Arithmetic with Language Models: from Memorization to Computation
Davide Maltoni, Matteo Ferrara
TL;DR
This work investigates how a small, non-pretrained Transformer LM can perform binary arithmetic beyond its training data, framing the computation as an Encoding-Regression-Decoding (ERD) process. Through controlled experiments on binary addition and multiplication, the authors show the model learns these tasks with strong generalization, and provide evidence that computation occurs as regression in a learned value space after an initial encoding and before a final decoding step. The study employs interpolation/extrapolation analyses, internal representation correlations, and amnesic probing to support the ERD account, and demonstrates the feasibility of numeric regression as a core mechanism in language models. The findings illuminate how LMs process numbers and suggest a generalizable pathway for integrating arithmetic and reasoning capabilities into practical NLP systems.
Abstract
A better understanding of the emergent computation and problem-solving capabilities of recent large language models is of paramount importance to further improve them and broaden their applicability.
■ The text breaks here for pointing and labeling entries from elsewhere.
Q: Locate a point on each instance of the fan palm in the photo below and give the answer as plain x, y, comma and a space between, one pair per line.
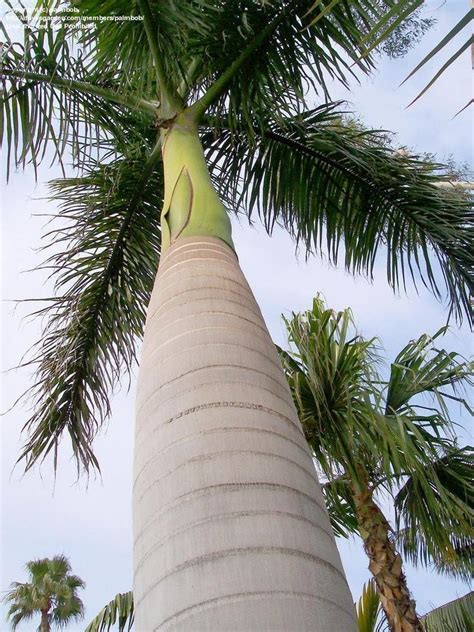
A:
51, 591
188, 106
374, 438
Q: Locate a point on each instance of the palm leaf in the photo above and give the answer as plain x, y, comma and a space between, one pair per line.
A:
56, 94
446, 40
455, 616
435, 522
369, 610
421, 369
105, 257
119, 612
331, 183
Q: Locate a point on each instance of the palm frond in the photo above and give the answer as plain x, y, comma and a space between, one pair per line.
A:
106, 252
455, 616
434, 512
278, 51
332, 184
339, 502
329, 377
370, 616
446, 40
56, 93
119, 612
421, 369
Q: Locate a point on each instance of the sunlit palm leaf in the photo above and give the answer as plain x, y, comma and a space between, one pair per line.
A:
453, 33
119, 612
106, 255
358, 439
436, 522
54, 94
456, 616
369, 611
331, 184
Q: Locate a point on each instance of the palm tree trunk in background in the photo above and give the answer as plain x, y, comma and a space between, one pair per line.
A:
230, 527
44, 625
386, 565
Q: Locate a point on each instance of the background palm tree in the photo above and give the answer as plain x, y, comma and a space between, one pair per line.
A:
119, 612
374, 438
146, 109
50, 592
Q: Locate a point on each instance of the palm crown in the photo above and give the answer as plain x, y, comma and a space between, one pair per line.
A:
374, 437
51, 591
241, 71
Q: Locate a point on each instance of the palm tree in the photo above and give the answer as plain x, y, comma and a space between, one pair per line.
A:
374, 438
51, 591
190, 106
118, 612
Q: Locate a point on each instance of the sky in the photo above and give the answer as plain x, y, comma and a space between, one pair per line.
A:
90, 522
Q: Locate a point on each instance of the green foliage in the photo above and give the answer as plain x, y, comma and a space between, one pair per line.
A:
242, 69
119, 612
455, 616
369, 611
51, 588
105, 255
330, 183
407, 34
394, 435
59, 96
447, 39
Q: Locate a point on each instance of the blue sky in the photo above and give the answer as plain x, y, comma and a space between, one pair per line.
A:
91, 523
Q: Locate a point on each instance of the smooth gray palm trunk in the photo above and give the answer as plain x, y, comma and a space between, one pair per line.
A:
230, 527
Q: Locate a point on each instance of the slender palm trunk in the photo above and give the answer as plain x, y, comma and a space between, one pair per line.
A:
386, 565
44, 625
230, 527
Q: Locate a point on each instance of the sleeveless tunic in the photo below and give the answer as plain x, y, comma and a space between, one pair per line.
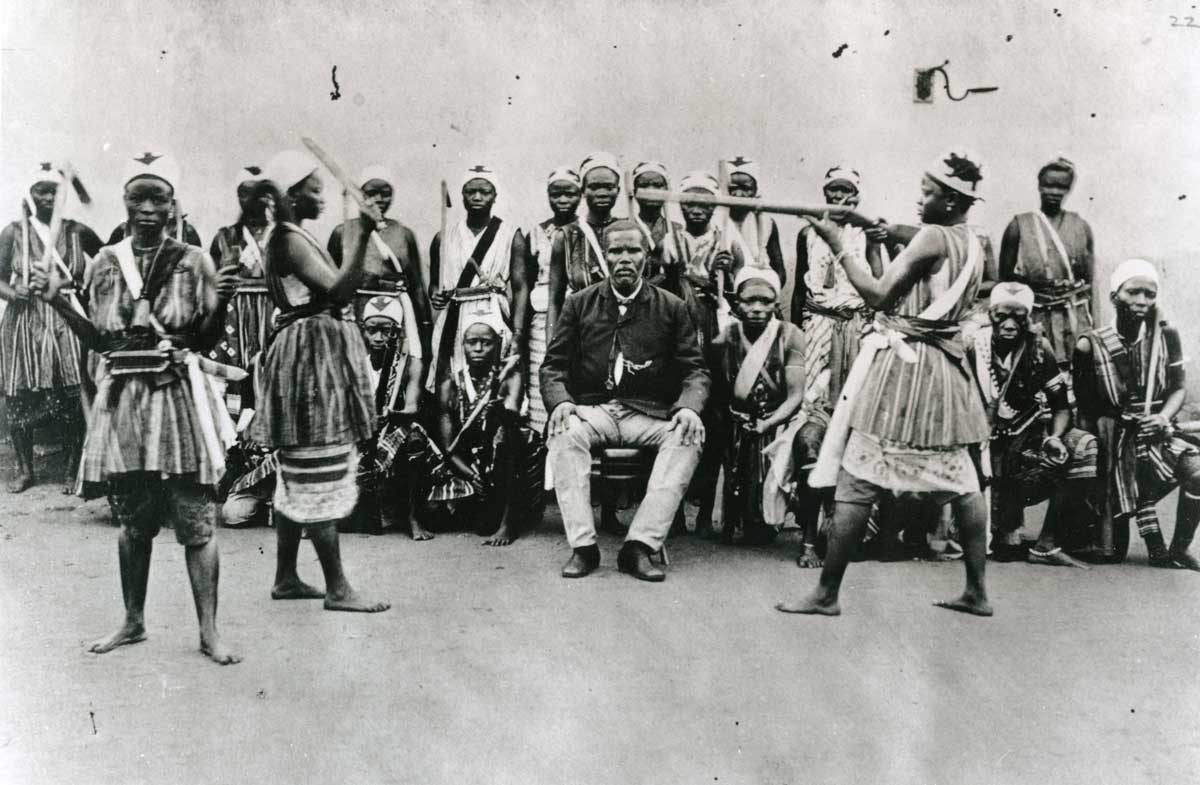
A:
933, 402
315, 385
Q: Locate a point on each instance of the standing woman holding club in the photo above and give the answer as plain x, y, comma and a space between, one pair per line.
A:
40, 358
315, 396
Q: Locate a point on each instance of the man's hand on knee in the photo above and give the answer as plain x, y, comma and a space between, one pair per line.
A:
689, 426
561, 418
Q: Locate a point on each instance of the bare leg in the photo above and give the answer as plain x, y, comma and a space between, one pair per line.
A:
849, 525
133, 553
288, 585
204, 570
340, 595
415, 509
72, 447
972, 519
1065, 503
23, 445
808, 515
502, 497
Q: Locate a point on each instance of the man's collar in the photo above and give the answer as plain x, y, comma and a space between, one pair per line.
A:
621, 298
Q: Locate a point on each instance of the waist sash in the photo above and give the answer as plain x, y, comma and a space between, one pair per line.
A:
894, 333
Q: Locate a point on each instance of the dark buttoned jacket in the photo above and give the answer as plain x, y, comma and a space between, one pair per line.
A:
664, 367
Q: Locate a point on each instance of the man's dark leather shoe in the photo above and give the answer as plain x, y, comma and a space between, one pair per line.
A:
635, 559
583, 561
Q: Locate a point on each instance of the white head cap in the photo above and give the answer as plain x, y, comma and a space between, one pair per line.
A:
599, 161
45, 172
480, 172
289, 168
751, 273
1132, 269
150, 165
742, 165
384, 306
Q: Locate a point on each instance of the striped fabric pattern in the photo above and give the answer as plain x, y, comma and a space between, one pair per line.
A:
315, 385
148, 423
37, 349
145, 423
538, 415
247, 324
180, 305
317, 484
933, 402
831, 346
1144, 472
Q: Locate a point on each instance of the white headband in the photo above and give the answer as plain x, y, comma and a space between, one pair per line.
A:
958, 169
700, 179
246, 174
1009, 293
387, 307
648, 167
376, 173
564, 174
289, 168
599, 161
149, 165
751, 273
845, 174
741, 165
480, 172
1132, 269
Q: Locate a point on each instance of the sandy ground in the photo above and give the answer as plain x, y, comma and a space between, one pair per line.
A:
492, 669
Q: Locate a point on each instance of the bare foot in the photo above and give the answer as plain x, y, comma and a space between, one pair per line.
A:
966, 604
23, 483
1186, 561
217, 652
810, 605
124, 636
502, 537
295, 589
809, 558
1054, 557
353, 603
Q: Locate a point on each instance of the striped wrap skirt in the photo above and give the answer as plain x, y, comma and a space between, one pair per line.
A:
317, 484
313, 385
538, 415
37, 349
145, 423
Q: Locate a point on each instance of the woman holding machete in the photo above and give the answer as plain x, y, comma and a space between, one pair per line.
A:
316, 402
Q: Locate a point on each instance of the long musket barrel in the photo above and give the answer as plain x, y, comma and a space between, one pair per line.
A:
757, 205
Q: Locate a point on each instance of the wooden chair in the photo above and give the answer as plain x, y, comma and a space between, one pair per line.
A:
624, 471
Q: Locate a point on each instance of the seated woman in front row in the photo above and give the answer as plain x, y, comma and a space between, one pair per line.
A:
761, 381
489, 467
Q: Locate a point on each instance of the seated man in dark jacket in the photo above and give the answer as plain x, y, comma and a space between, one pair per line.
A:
623, 369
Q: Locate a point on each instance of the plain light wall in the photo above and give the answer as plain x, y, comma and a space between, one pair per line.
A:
431, 88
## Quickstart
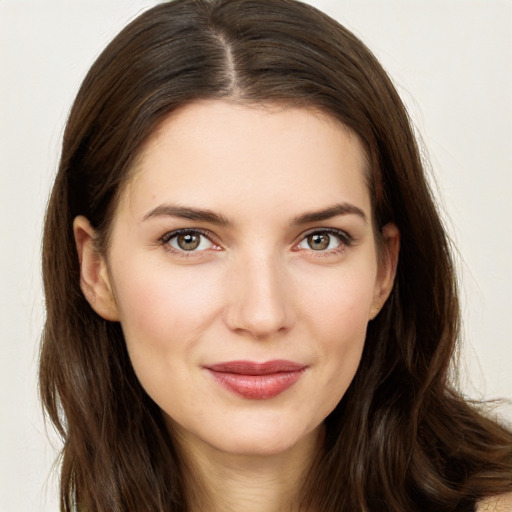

This work investigates how a language model, trained to predict the next token, can perform arithmetic computations generalizing beyond training data. Binary addition and multiplication constitute a good testbed for this purpose, since they require a very small vocabulary and exhibit relevant input/output discontinuities making smooth input interpolation ineffective for novel data. We successfully trained a light language model to learn these tasks and ran a number of experiments to investigate the extrapolation capabilities and internal information processing. Our findings support the hypothesis that the language model works as an Encoding-Regression-Decoding machine where the computation takes place in the value space once the input token representation is mapped to an appropriate internal representation.